Dal sottosuolo riemergono angosce, paure, suggestioni macabre lontane nel tempo e nello spazio, le percepisco, brividi che scivolano giù lungo la schiena, gambe che s’immobilizzano, piedi fermi sulla terra friabile, e sotto la superficie, a chilometri di distanza dalla luce cupa del giorno avvolto da un improvviso temporale, bare, corpi in decomposizione, sguardi persi nell’immobilità illusoria delle zolle, memorie che rimbombano nei crani vuoti – pietà… – sembrano chiedere le mani ossute, quelli che una volta erano i palmi, aperti, rivolti al cielo, stigmate dell’esistenza.

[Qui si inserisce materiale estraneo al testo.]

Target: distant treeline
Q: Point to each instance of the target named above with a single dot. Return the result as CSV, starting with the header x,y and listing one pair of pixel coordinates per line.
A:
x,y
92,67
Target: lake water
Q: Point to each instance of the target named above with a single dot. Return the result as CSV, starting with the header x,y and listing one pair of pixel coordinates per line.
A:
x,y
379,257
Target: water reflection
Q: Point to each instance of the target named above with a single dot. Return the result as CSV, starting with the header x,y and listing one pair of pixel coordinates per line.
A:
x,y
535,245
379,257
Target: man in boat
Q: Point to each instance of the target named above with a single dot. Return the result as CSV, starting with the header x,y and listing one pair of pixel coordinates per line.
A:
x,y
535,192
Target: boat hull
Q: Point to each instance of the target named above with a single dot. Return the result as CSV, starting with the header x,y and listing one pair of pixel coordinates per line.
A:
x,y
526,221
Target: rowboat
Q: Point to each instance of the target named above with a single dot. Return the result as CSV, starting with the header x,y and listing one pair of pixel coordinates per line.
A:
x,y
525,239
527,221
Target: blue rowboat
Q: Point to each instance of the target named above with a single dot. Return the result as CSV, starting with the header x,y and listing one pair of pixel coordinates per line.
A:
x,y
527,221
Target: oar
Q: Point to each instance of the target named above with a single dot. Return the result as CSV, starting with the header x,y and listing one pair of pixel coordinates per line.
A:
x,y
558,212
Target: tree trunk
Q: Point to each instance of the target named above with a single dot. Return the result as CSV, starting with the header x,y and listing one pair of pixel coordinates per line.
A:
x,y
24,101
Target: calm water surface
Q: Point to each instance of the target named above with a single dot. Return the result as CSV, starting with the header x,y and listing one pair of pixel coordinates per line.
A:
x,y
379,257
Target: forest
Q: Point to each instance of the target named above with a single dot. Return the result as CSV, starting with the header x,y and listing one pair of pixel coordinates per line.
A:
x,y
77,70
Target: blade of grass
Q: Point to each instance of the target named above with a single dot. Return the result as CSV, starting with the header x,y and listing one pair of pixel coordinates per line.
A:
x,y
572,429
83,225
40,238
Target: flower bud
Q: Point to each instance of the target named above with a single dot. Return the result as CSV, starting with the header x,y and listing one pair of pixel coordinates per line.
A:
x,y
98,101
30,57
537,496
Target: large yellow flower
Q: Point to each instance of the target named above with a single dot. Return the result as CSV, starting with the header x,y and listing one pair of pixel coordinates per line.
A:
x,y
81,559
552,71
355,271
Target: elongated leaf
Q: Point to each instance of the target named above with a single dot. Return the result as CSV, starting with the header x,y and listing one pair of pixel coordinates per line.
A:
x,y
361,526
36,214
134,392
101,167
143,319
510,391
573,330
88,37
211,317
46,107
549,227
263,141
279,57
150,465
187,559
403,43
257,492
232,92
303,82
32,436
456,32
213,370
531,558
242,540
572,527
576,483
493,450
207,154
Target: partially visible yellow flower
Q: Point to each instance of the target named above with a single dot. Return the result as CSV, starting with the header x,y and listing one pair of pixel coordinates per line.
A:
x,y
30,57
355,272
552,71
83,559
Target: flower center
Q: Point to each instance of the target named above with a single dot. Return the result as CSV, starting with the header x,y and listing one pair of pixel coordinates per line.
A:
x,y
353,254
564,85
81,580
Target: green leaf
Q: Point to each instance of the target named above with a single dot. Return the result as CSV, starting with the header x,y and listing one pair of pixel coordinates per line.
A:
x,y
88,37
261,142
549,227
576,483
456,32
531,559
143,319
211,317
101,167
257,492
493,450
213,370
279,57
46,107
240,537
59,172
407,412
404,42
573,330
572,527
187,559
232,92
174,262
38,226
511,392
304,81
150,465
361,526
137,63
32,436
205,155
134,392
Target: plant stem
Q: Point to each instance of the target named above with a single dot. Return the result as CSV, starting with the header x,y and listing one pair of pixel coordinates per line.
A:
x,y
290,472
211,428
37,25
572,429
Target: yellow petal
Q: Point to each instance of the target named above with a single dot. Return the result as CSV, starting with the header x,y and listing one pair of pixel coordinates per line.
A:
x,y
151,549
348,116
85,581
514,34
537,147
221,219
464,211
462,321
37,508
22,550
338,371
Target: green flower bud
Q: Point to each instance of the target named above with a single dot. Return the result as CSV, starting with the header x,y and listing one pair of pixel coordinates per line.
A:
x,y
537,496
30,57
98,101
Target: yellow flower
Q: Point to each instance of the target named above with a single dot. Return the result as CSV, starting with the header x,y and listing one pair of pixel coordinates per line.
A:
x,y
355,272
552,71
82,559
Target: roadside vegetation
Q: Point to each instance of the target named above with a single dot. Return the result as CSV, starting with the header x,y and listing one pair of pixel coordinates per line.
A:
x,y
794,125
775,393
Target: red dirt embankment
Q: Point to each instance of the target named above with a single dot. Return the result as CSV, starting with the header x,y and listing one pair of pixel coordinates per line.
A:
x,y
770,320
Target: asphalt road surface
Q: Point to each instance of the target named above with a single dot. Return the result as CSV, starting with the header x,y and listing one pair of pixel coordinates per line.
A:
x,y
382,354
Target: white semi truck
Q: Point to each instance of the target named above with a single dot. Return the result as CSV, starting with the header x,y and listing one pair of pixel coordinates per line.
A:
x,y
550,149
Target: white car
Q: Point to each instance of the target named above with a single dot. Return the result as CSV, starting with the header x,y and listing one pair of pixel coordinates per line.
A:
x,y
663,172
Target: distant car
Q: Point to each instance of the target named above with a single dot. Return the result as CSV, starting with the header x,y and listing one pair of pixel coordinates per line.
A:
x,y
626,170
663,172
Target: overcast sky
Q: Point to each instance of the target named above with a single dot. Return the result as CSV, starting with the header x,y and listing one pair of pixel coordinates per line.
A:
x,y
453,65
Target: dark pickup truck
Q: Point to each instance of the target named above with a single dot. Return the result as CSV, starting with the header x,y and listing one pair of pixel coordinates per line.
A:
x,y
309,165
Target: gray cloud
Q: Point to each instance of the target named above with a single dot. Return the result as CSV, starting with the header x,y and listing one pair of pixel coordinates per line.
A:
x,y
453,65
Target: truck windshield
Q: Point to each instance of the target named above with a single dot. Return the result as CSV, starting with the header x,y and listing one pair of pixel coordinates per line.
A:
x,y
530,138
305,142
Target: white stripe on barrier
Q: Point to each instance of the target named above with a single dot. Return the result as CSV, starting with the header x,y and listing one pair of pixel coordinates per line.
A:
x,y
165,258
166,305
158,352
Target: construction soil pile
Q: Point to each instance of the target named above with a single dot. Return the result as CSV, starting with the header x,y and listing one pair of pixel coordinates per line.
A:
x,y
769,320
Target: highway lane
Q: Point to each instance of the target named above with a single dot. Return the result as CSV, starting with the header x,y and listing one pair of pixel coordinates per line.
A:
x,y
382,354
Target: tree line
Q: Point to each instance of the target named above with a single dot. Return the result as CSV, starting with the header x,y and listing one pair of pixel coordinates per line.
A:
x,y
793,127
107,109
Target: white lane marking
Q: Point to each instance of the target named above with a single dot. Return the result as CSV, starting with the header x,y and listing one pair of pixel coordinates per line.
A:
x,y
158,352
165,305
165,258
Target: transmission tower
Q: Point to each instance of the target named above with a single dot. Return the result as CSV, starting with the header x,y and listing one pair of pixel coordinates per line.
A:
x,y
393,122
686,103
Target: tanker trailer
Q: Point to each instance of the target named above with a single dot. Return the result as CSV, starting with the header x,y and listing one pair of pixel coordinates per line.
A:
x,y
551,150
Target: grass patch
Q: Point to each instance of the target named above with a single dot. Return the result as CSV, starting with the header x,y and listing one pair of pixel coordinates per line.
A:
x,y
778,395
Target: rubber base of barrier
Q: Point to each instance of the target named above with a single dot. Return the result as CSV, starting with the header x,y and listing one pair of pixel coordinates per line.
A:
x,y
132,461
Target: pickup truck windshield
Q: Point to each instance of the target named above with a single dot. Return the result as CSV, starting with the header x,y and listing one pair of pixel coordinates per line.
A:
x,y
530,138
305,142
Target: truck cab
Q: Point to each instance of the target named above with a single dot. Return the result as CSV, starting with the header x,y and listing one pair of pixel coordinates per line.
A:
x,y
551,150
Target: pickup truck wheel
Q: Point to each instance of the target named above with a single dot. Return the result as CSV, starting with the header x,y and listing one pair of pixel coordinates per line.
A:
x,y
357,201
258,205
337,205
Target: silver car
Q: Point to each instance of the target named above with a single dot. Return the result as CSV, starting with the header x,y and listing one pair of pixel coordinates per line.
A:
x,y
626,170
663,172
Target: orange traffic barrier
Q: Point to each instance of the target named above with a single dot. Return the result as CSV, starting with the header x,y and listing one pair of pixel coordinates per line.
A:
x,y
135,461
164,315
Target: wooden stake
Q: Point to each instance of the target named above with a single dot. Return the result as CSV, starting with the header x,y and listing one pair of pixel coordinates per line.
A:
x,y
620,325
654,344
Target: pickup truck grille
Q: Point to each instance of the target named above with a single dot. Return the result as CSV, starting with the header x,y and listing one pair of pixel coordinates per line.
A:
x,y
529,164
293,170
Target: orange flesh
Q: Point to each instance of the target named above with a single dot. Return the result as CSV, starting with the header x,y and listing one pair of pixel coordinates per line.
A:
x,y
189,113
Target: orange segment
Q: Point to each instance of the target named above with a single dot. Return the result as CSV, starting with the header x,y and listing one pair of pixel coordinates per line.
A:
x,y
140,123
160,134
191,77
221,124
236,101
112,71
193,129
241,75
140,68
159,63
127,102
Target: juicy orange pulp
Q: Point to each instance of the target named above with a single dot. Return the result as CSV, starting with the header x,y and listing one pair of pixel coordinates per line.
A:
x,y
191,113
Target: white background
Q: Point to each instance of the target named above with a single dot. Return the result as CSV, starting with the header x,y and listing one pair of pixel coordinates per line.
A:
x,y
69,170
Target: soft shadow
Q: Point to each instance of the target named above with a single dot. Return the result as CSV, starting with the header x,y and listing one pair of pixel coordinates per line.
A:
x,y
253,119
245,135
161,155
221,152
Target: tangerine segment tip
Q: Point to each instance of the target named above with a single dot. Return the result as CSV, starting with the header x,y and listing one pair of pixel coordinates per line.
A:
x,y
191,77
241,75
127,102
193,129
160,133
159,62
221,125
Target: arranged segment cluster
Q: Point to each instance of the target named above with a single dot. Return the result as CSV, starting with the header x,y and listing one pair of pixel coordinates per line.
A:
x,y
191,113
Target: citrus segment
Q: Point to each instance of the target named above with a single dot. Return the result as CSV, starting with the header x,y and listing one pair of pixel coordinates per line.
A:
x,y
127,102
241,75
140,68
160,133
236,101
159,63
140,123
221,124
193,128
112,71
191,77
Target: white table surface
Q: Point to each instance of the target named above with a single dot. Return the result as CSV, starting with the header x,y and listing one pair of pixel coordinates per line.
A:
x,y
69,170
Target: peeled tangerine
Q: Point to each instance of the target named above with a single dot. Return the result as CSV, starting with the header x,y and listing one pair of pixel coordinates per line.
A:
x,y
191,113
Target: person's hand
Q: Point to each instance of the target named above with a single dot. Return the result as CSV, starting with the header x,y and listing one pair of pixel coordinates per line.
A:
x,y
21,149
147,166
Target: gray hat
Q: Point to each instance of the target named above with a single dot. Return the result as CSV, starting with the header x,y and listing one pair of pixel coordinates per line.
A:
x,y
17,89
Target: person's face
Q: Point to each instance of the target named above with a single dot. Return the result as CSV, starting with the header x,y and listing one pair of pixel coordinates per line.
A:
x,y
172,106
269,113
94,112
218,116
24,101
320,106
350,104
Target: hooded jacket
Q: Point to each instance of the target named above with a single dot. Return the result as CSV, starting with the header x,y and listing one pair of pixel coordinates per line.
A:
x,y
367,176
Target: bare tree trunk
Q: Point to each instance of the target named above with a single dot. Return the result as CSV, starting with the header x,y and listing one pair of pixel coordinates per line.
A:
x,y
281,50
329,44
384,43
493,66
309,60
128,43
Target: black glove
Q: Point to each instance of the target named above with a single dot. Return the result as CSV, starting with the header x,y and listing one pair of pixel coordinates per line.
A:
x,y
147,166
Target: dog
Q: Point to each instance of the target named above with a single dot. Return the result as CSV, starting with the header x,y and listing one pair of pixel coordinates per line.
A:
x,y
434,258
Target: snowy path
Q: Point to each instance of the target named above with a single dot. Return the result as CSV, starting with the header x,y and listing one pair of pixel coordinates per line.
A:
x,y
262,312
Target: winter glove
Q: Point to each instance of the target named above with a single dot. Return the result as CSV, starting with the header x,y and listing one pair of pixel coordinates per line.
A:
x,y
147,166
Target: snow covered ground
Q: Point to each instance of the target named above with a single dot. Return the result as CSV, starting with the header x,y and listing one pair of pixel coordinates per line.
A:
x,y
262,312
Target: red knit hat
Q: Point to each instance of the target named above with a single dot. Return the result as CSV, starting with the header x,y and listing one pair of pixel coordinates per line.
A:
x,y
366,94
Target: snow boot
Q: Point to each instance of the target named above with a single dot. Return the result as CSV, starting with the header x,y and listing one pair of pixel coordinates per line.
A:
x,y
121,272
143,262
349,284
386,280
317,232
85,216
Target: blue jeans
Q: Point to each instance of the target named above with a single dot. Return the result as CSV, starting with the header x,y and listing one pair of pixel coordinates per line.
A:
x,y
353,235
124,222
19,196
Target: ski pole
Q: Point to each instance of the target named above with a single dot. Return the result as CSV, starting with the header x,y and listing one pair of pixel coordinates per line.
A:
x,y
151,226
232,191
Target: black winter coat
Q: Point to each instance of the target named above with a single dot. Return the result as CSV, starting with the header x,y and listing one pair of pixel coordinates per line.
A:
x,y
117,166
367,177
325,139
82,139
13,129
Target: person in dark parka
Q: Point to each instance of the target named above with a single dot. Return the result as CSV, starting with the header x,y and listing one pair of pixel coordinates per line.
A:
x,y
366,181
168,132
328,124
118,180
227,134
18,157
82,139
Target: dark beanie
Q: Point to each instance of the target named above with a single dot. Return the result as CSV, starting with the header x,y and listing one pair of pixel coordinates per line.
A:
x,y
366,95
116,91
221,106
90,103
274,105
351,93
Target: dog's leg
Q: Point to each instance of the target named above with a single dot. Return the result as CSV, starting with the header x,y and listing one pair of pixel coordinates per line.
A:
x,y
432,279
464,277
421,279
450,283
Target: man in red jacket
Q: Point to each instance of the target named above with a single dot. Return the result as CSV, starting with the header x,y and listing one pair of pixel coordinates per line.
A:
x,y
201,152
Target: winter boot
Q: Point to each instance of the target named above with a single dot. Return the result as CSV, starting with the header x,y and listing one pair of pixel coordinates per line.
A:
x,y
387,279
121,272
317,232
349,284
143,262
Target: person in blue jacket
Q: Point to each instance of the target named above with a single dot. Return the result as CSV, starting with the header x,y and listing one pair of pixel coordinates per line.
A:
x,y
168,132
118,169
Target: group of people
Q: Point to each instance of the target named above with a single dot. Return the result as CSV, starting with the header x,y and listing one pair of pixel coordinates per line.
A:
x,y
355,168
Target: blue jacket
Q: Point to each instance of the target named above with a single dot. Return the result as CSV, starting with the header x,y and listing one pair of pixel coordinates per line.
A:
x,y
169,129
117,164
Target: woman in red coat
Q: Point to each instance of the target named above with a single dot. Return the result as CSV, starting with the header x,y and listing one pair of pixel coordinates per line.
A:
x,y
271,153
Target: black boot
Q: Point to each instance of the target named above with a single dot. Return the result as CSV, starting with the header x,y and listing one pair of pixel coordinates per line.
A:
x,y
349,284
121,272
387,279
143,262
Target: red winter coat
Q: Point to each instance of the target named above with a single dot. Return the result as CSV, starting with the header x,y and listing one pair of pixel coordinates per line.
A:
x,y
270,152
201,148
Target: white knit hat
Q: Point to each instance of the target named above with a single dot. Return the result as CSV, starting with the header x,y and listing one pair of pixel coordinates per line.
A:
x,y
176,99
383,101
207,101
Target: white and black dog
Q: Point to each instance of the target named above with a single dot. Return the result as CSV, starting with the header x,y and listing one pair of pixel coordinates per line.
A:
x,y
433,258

Ed è verso quel cielo, nubi a coprirlo completamente, pioggia che cade violenta, fulmini e tuoni improvvisi, che rivolgo il mio sguardo triste, la mano sinistra chiusa a pugno, quella destra a tenere una tazzina di caffè caldo appena fatto, una strana angoscia che mi sfiora, mentre miriadi di insetti strani, i loro nomi a me sconosciuti, si cibano di ciò che resta dei morti, si cibano di me, cervello che pulsa, percezione di qualcosa che si muove all’interno del cranio, un pensiero, scarabeo che scava, muove le zampette, raggiunge il mio ippocampo, lo sfiora con le antenne, ricordi persi chissà dove che riaffiorano alla mia mente – pietà… – sembrano chiedere i miei occhi gonfi, arrossati, lo sguardo diretto verso l’alto, in direzione delle nubi nere, gocce di pioggia che diventano lacrime, trasformazioni, metamorfosi, ora uomo, ora scarafaggio, ora uomo, presente e ricordi del passato, poi ancora presente, di nuovo ricordi del passato, dolore infinito, più dello stesso universo.
Ed è verso la terra, erba confortata dalla pioggia improvvisa, inaspettato sollievo dopo il caldo torrido degli ultimi giorni, che rivolgo lo sguardo, triste, la mia mano sinistra aperta, a tenere la tua, corpo invisibile, impossibile percepirti, so che ci sei, anche se non ci sei, anche se non ci sono, l’universo intero che scompare, esistenza nell’inesistenza, la terra, i vermi, i corpi morti, materia che svanisce, infinito silenzio, oscurità, nessuno a percepire, nessuno ad osservare – pietà… – chiedo, e poi il nulla, il tutto, o chissà che cosa, al di là di questo ultimo pensiero, non c’è senso.